Radiation treatment can also contribute to rib pain. Radiation causes tissue fibrosis—scarring and thickening of muscles and nerves in the chest wall. This tight, inflexible tissue may compress nerves or make them hypersensitive[11].
Some patients also develop central sensitization. This condition makes the nervous system overly responsive, so even gentle touch or normal movements can trigger pain. This explains why rib pain may persist years after surgery[11].
A common misconception is that rib pain years later must mean cancer has returned. In most cases, it doesn’t. Post breast therapy pain syndrome is a nerve condition, not a recurrence of breast cancer. But it’s still real, and it deserves medical attention[11].
Treatment Options
Treatment for post breast therapy pain syndrome involves multiple approaches and often requires a team of different healthcare providers[1]. There are several treatment methods available, and what works varies from person to person.
A comprehensive review of treatments reveals several major approaches[9]:
- Fat grafting (transferring fat tissue to the painful area)
- Neuroma surgery (removing or treating damaged nerve tissue)
- Lymphedema surgery (treating swelling caused by fluid buildup)
- Nerve blocks and neurolysis (injections or procedures to interrupt pain signals)
- Laser treatment
- Antidepressants (medications that can also relieve nerve pain)

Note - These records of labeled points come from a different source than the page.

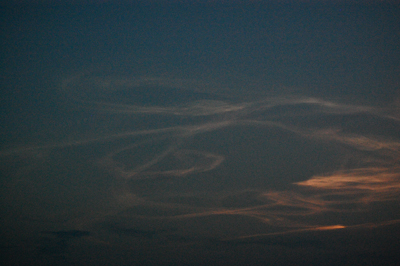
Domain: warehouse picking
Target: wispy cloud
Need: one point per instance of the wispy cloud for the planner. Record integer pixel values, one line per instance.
(373, 179)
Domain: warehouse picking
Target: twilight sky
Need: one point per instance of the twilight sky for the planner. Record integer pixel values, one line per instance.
(200, 133)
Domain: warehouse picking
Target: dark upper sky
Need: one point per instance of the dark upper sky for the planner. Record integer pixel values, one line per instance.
(200, 133)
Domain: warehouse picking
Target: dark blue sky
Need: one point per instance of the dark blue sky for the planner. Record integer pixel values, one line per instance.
(192, 133)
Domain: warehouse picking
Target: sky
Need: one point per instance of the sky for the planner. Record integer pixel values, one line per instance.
(200, 133)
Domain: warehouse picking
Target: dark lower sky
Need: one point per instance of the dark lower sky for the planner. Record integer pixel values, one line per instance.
(200, 133)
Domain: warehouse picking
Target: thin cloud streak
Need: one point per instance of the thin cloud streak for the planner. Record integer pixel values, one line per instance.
(377, 180)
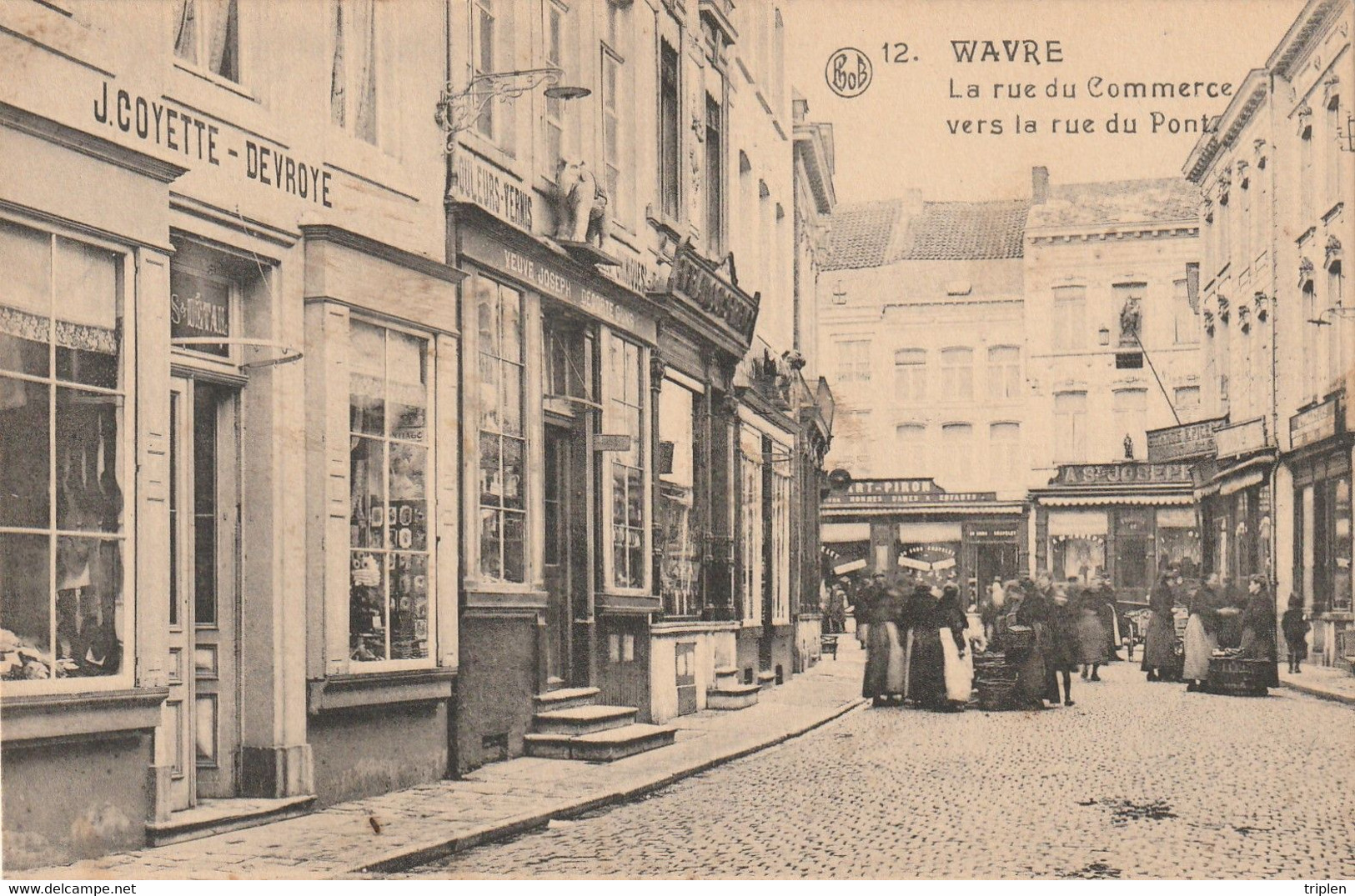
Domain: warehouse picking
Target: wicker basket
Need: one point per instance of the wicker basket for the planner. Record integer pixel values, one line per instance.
(996, 693)
(1239, 677)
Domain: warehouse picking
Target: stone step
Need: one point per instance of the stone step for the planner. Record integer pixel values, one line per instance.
(618, 743)
(579, 720)
(565, 698)
(732, 696)
(600, 746)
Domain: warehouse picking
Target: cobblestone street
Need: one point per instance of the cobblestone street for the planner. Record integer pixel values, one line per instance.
(1136, 781)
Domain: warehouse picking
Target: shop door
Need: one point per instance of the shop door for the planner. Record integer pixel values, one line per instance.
(202, 719)
(565, 557)
(993, 561)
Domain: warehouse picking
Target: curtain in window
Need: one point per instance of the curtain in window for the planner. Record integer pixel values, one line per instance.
(364, 68)
(338, 71)
(220, 32)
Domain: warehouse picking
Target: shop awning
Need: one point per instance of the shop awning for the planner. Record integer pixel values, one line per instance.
(1114, 500)
(1242, 475)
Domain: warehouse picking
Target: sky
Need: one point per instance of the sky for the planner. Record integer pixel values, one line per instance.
(897, 133)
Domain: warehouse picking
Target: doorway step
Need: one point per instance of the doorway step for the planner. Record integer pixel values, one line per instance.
(568, 724)
(730, 693)
(220, 817)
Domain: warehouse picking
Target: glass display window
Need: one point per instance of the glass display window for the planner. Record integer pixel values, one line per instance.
(63, 463)
(624, 414)
(390, 444)
(679, 564)
(503, 443)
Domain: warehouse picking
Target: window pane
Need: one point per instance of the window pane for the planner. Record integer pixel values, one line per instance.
(515, 546)
(368, 608)
(25, 608)
(368, 488)
(25, 460)
(409, 607)
(491, 543)
(514, 473)
(408, 497)
(491, 471)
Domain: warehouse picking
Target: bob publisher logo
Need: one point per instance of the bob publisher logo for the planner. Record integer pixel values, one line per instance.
(849, 72)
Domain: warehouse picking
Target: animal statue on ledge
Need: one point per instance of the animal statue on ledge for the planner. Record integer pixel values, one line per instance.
(580, 205)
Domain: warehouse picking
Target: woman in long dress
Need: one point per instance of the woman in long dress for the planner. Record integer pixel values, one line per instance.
(926, 657)
(1160, 643)
(958, 665)
(1031, 611)
(1201, 633)
(1091, 637)
(884, 648)
(1259, 628)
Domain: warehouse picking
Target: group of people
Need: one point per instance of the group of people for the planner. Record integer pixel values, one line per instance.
(919, 643)
(1218, 620)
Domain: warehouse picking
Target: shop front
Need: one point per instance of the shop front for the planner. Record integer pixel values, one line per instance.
(917, 529)
(1320, 466)
(559, 458)
(706, 331)
(1122, 522)
(1237, 503)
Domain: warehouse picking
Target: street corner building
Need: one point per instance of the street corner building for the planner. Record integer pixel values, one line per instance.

- Neuromodulators (medications like gabapentin that calm overactive nerves)
- Physical therapy
- Mindfulness-based cognitive therapy (a type of mental health treatment)
- Capsaicin (a cream made from chili peppers that can reduce pain)
There is increasing evidence that nerve blocks, regional anesthetic blocks, and surgeries including fat grafting and targeted muscle reinnervation may be effective in treating this condition[12].
This review supports the importance of multimodal, multidisciplinary care (using multiple treatment methods and different types of healthcare providers working together) in improving the management of post breast therapy pain syndrome[9].
Why Recognition and Treatment Matter
Post breast therapy pain syndrome has a significantly negative impact on patients’ quality of life[1]. The emotional toll is real. Many patients report feeling dismissed when they mention chest or rib pain months or even years after surgery. One woman shared, “I thought I was going crazy. Everyone kept telling me it was in my head”[11].
This condition is frequently misdiagnosed or completely overlooked. It may be mistaken for muscle strain or other conditions[11]. Recognizing and treating post breast therapy pain syndrome early can make a profound difference in a person’s life.
Uncontrolled pain can impact mood and sleep, both of which are vital for recovery. Poorly controlled pain after surgery can be associated with many negative consequences including impaired function, prolonged recovery time, prolonged opioid use (long-term use of strong pain medications), suboptimal quality of life, and increased medical costs[19].
If you’re experiencing persistent pain after breast surgery, it’s important to tell your doctor. Controlling your pain will allow you to breathe better, move better, eat better, sleep better, and overall improve faster[19]. Never feel you have to endure pain. Even when pain is mild, it can interfere with daily life and make other side effects seem worse[20].